Sheerea ’23 wins New York Times editorial contest

USN Junior Sheerea Yu’s essay was one of 10 selected out of over 11,000 submissions for the paper’s Student Editorial Contest.
By Sierra Smith, Communications Specialist

In the February/March issue of the Peabody Press, Sheerea Yu ’23 penned her thoughts on the potential extinction of the beloved snow day due to the technological changes made almost a year earlier in response to the coronavirus pandemic to support remote learning. Following a few changes with her new audience in mind, Sheerea submitted her op-ed to The New York Times’s eighth annual Student Editorial Contest. 

The contest, open to students ages 11 to 19, posed the following questions to teens: What makes you mad? What would you like to see change? What do you wish more people understood?

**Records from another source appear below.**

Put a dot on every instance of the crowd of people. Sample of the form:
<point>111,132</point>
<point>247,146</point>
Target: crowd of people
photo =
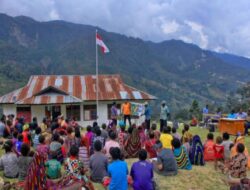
<point>99,154</point>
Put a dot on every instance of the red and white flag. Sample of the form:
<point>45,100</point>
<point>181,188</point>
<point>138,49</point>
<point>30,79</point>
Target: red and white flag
<point>100,42</point>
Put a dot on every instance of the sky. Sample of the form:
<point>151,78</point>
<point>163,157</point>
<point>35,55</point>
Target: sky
<point>218,25</point>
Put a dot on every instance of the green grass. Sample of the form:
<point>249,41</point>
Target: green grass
<point>199,178</point>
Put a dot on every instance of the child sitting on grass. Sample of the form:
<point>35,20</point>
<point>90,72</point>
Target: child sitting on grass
<point>36,137</point>
<point>209,154</point>
<point>19,143</point>
<point>24,161</point>
<point>53,167</point>
<point>8,162</point>
<point>218,152</point>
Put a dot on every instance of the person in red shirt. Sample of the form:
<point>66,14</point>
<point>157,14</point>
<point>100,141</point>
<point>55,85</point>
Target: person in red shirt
<point>26,134</point>
<point>218,151</point>
<point>149,145</point>
<point>209,148</point>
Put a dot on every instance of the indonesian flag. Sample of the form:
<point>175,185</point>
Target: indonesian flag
<point>99,42</point>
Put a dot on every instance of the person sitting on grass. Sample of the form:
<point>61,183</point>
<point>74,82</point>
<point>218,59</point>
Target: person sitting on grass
<point>238,163</point>
<point>42,148</point>
<point>157,133</point>
<point>142,173</point>
<point>98,163</point>
<point>175,134</point>
<point>181,155</point>
<point>117,171</point>
<point>19,143</point>
<point>149,145</point>
<point>73,166</point>
<point>166,164</point>
<point>218,152</point>
<point>166,138</point>
<point>186,134</point>
<point>9,161</point>
<point>24,162</point>
<point>226,143</point>
<point>53,167</point>
<point>36,137</point>
<point>209,154</point>
<point>110,143</point>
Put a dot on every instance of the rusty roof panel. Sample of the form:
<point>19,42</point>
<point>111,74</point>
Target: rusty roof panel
<point>77,88</point>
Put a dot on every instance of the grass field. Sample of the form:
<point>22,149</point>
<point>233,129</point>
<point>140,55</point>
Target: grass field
<point>199,178</point>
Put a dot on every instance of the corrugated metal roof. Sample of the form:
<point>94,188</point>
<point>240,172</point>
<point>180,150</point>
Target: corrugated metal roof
<point>73,88</point>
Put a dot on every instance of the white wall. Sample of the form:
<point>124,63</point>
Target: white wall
<point>9,109</point>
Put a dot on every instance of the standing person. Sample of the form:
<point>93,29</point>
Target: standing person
<point>147,114</point>
<point>166,164</point>
<point>114,113</point>
<point>118,171</point>
<point>98,163</point>
<point>163,115</point>
<point>142,173</point>
<point>126,111</point>
<point>247,123</point>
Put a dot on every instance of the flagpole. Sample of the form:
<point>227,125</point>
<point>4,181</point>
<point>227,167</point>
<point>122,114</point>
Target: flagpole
<point>97,82</point>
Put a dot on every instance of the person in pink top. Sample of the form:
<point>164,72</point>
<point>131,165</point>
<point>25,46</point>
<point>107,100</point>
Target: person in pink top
<point>89,135</point>
<point>110,143</point>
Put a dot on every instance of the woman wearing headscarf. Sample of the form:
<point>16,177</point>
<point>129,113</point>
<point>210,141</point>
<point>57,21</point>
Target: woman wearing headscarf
<point>133,143</point>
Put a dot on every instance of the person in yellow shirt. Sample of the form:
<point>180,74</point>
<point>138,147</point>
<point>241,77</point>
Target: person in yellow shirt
<point>166,138</point>
<point>126,111</point>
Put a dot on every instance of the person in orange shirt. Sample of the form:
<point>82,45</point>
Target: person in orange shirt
<point>126,111</point>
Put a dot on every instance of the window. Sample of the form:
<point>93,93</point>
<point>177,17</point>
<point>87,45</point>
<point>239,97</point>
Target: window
<point>109,109</point>
<point>73,111</point>
<point>89,112</point>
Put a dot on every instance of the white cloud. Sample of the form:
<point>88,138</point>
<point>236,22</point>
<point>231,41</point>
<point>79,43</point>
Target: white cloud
<point>170,27</point>
<point>210,25</point>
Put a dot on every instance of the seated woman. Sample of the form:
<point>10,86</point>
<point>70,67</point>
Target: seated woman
<point>117,171</point>
<point>9,161</point>
<point>24,161</point>
<point>194,121</point>
<point>166,164</point>
<point>133,143</point>
<point>142,173</point>
<point>181,155</point>
<point>238,163</point>
<point>209,153</point>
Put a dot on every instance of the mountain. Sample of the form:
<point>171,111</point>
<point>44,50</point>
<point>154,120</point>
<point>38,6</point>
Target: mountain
<point>171,70</point>
<point>234,59</point>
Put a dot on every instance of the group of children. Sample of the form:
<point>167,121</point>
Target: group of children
<point>101,151</point>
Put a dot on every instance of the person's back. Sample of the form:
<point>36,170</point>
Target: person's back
<point>24,162</point>
<point>142,173</point>
<point>53,168</point>
<point>166,138</point>
<point>226,143</point>
<point>118,171</point>
<point>2,126</point>
<point>98,163</point>
<point>166,157</point>
<point>209,153</point>
<point>9,161</point>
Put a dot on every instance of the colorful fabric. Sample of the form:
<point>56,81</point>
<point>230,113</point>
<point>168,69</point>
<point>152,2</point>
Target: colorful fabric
<point>150,149</point>
<point>166,140</point>
<point>219,151</point>
<point>118,171</point>
<point>133,144</point>
<point>238,166</point>
<point>182,158</point>
<point>197,153</point>
<point>142,174</point>
<point>53,168</point>
<point>209,153</point>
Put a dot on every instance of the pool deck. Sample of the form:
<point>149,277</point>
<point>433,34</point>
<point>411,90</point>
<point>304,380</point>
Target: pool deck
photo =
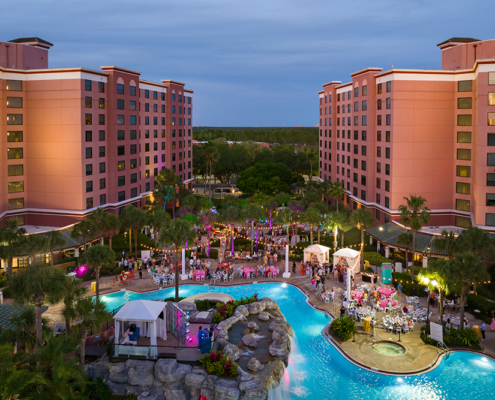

Entries, of a maximum of 450 words, flooded in from across the country and internationally to a total of 11,202 essays — the most ever in the contest’s eight year history. 

Months after submitting her essay, Sheerea received an email thanking her for her submission with a link to the article revealing those who were selected. 

“It was totally unexpected. Because the body of the email didn’t say that I had won, I just assumed I didn’t,” Sheerea shared. “I started reading the article and the introduction mentioned snow days, which is what I wrote about ... and still I didn’t think I’d won. I had to scroll all the way down to see my name for it to register.” 

Sheerea’s essay, “Save the Snow Day: Save Teenage Education” was one of ten winners and, as a result, was published by The New York Times on Tuesday, June 15. 

Sheerea shared tremendous gratitude for her classmates who inspired her original article for the Peabody Press, for Zoe Rosenblum ’21 who edited the article, and for the HS Dean of Student Life & Journalism Teacher Justin Karpinos, as well as the entire English department, for all that she’s learned from them.